Saturday – 12:30pm – 10pm, 17 miles
Sunday – 3am – 1:30pm, 21 miles

Eric Gilbertson (solo)

I call this the Murphy’s Law trip because so many things that could go wrong did go wrong. After failing to find a partner for the weekend I set out solo Saturday morning to try for Saska, Emerald, and Cardinal peaks. Around 6am driving through Snoqualmie Pass I inadvertantly hit a chunk of metal in the road and got a bad flat tire. I was luckily near the exit at the pass and managed to coast into a parking lot before the tire fully deflated.

After putting the spare on (a donut) I called around asking for places to fix the broken tire. I ended up driving back to North Bend and waited for Les Schwab to open. They said the tire was damaged beyond repair so I ended up buying four new tires for the whole car.

Nice sunset views on the approach

I finally hit the road a few hours later, and reached the entiat river sno park around noon. I needed to be back in town by late afternoon Sunday, so that didn’t leave much time to hit the peaks, which were about 20 miles in. I decided to just go for Cardinal given the delays. It was still about 40 miles round trip, though.

I considered going fast and light without overnight gear, but that would mean summitting Cardinal between midnight and 3am most likely. The peak had some 3rd class terrain on top that might be spicy, and the forecast was for 50mph winds and chance of snow that night and Sunday morning. There was a lot of above-treeline terrain, so I really wanted to wait til sunrise to summit.

So I packed overnight gear and started up the road. I followed the snowed-over road for five hours until reaching the North Fork entiat trailhead around sunset. From there I roughly followed the trail for about 4.5 more hours to Grouse Creek, about 17 miles from my car. At times I followed what I think were cougar tracks.

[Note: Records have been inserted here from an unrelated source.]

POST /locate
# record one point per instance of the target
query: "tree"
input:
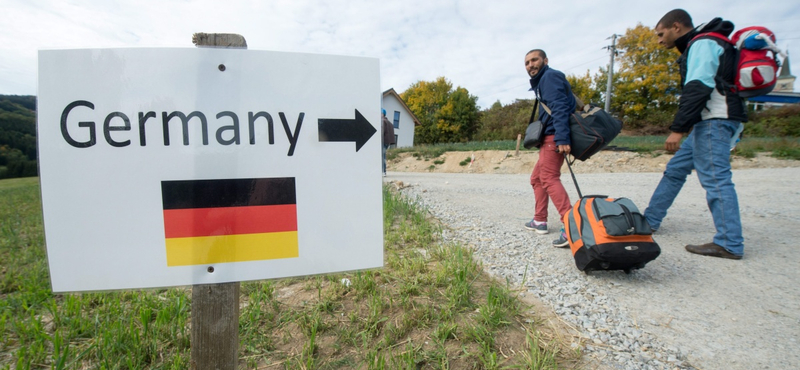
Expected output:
(649, 80)
(446, 115)
(505, 122)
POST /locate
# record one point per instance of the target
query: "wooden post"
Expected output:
(215, 307)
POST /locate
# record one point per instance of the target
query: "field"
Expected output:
(430, 307)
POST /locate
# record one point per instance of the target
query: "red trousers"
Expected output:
(546, 181)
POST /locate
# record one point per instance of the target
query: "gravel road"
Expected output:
(682, 311)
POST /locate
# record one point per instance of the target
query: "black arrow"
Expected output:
(358, 130)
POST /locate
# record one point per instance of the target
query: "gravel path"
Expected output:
(681, 311)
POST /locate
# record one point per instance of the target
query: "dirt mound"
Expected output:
(508, 162)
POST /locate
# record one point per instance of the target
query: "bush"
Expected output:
(776, 122)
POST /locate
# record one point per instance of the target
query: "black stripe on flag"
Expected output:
(228, 193)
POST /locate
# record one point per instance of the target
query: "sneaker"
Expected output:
(540, 228)
(562, 241)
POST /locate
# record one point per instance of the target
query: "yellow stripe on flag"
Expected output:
(231, 248)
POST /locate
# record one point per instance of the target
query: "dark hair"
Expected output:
(540, 51)
(679, 16)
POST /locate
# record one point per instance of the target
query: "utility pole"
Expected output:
(613, 50)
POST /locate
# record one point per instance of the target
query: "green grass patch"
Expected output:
(430, 307)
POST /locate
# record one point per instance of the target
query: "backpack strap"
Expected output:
(714, 35)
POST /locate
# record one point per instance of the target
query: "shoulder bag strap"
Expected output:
(533, 114)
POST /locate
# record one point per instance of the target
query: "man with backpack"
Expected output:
(553, 91)
(710, 110)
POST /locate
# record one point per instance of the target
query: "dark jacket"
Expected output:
(552, 89)
(708, 76)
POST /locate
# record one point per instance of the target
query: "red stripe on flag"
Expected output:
(182, 223)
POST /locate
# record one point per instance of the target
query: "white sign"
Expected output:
(166, 167)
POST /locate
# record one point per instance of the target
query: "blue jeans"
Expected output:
(706, 150)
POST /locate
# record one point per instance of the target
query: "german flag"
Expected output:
(236, 220)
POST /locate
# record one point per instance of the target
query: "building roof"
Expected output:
(403, 103)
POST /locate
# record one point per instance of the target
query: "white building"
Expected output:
(401, 117)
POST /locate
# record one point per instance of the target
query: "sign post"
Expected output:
(215, 307)
(207, 167)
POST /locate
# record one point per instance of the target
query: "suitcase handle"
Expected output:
(574, 180)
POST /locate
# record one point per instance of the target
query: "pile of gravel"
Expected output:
(512, 254)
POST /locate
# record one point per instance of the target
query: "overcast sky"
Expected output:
(478, 45)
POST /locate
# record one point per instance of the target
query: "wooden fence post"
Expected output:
(215, 307)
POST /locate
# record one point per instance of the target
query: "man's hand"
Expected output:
(673, 142)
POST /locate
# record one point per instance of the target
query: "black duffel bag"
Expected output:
(591, 129)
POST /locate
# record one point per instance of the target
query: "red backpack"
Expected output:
(756, 70)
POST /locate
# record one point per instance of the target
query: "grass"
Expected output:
(784, 148)
(430, 307)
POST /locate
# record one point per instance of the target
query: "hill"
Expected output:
(17, 136)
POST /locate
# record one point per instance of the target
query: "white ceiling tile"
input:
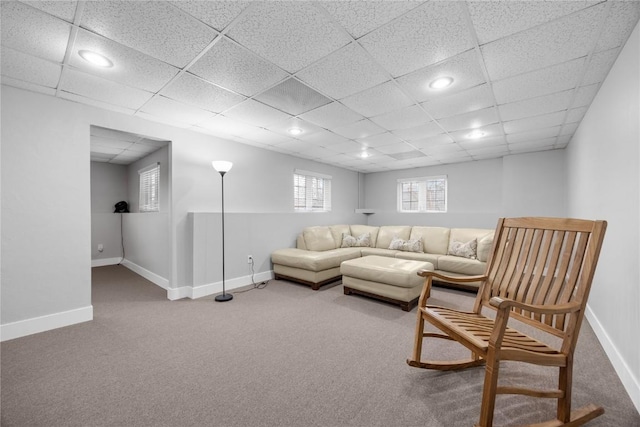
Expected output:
(426, 35)
(218, 14)
(32, 31)
(584, 95)
(404, 118)
(103, 90)
(378, 100)
(174, 110)
(419, 132)
(386, 138)
(623, 17)
(95, 103)
(292, 37)
(235, 68)
(323, 138)
(156, 28)
(130, 67)
(29, 68)
(62, 9)
(535, 106)
(491, 131)
(463, 68)
(331, 115)
(496, 19)
(599, 66)
(532, 123)
(256, 113)
(221, 125)
(539, 82)
(576, 114)
(194, 91)
(361, 129)
(558, 41)
(476, 98)
(336, 76)
(359, 18)
(472, 120)
(535, 135)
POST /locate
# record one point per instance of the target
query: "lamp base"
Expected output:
(224, 297)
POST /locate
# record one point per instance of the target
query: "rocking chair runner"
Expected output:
(539, 272)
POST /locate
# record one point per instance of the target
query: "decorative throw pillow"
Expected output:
(467, 250)
(360, 241)
(412, 245)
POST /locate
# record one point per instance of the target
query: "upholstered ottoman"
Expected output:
(388, 279)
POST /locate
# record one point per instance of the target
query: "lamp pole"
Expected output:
(223, 167)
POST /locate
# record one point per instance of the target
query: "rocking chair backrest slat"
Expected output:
(543, 261)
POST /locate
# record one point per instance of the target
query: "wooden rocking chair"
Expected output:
(539, 272)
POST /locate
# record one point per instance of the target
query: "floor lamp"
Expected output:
(222, 167)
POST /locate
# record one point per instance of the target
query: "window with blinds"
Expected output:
(428, 194)
(150, 188)
(311, 192)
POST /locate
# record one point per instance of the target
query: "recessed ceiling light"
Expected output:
(441, 83)
(95, 58)
(476, 134)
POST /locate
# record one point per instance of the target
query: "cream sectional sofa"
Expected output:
(320, 250)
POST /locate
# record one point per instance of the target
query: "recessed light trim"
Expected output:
(441, 83)
(95, 58)
(476, 134)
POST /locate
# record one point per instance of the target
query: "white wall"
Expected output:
(603, 162)
(46, 214)
(108, 186)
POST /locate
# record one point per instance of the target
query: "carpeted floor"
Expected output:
(280, 356)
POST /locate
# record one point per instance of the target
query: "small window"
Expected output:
(311, 192)
(427, 194)
(150, 188)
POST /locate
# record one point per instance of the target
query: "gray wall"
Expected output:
(603, 162)
(108, 186)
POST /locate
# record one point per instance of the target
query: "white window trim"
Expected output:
(149, 204)
(422, 208)
(327, 191)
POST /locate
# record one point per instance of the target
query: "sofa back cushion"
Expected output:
(388, 232)
(483, 236)
(435, 240)
(337, 231)
(359, 230)
(318, 238)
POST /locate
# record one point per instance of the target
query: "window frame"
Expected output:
(312, 180)
(422, 186)
(149, 188)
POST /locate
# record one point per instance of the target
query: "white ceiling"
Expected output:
(353, 75)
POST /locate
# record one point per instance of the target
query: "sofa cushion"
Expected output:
(461, 265)
(318, 238)
(337, 231)
(464, 249)
(359, 230)
(388, 232)
(435, 240)
(312, 260)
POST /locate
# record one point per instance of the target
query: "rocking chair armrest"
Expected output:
(457, 279)
(505, 304)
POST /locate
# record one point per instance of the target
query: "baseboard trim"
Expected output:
(35, 325)
(630, 383)
(237, 283)
(101, 262)
(149, 275)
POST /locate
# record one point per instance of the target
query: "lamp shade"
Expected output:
(222, 165)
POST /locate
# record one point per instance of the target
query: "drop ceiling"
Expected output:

I laid out my bivy sack at the creek and went to sleep for a few hours.

Cougar tracks on the trail skiing in Saturday night

I was up at 2:30am and moving around 3am. My plan was to go up the low-angle southeast slopes of Cardinal to avoid avy terrain. I ascended steeply through the trees for a few hours, then at 5am I noticed one of my skis was cracked nearly in half!

I don’t remember the exact incident that caused this, but it was possibly a combination of bushwhacking over logs and traversing through steep icy tree wells. I was still 2,000ft below the summit, and estimated another 2.5 hours at my pace. But it was unclear to me how fast I’d be able to get out. The back end of the ski was mostly held on by the climbing skin, with a small bit of thin material on the top. Otherwise it flapped freely. I was worried I’d be postholing out 19 miles if it broke off completely. Best case, that would put me home Monday morning, but I really needed to be back Sunday afternoon. (The previous weekend I’d gotten home at 5:45am Monday morning, and I didn’t want to repeat that).

Scooting back out on one ski

A strong gust of wind and clouds rolling in encouraged me to come back another day. I reasoned I’d be back anyways to get all three of Saska, Emerald, Cardinal. And maybe if I started back now I could make it back to Seattle on schedule.

After a combination of postholing and careful snowplow skiing I made it back to my bivy sack. The skin was still holding the ski together, and I scooted out my tracks back to the trailhead. From there I did some single-ski scooting that was quite tiring. By the time I reached the main Entiat River Road the crack was pushing through the climbing skin and preventing any gliding. But at least the ski still acted as flotation.

After many hours of scooting and some tiring single-ski gliding down the downhill sections I arrived back at the car by early afternoon, and made it back to Seattle on schedule.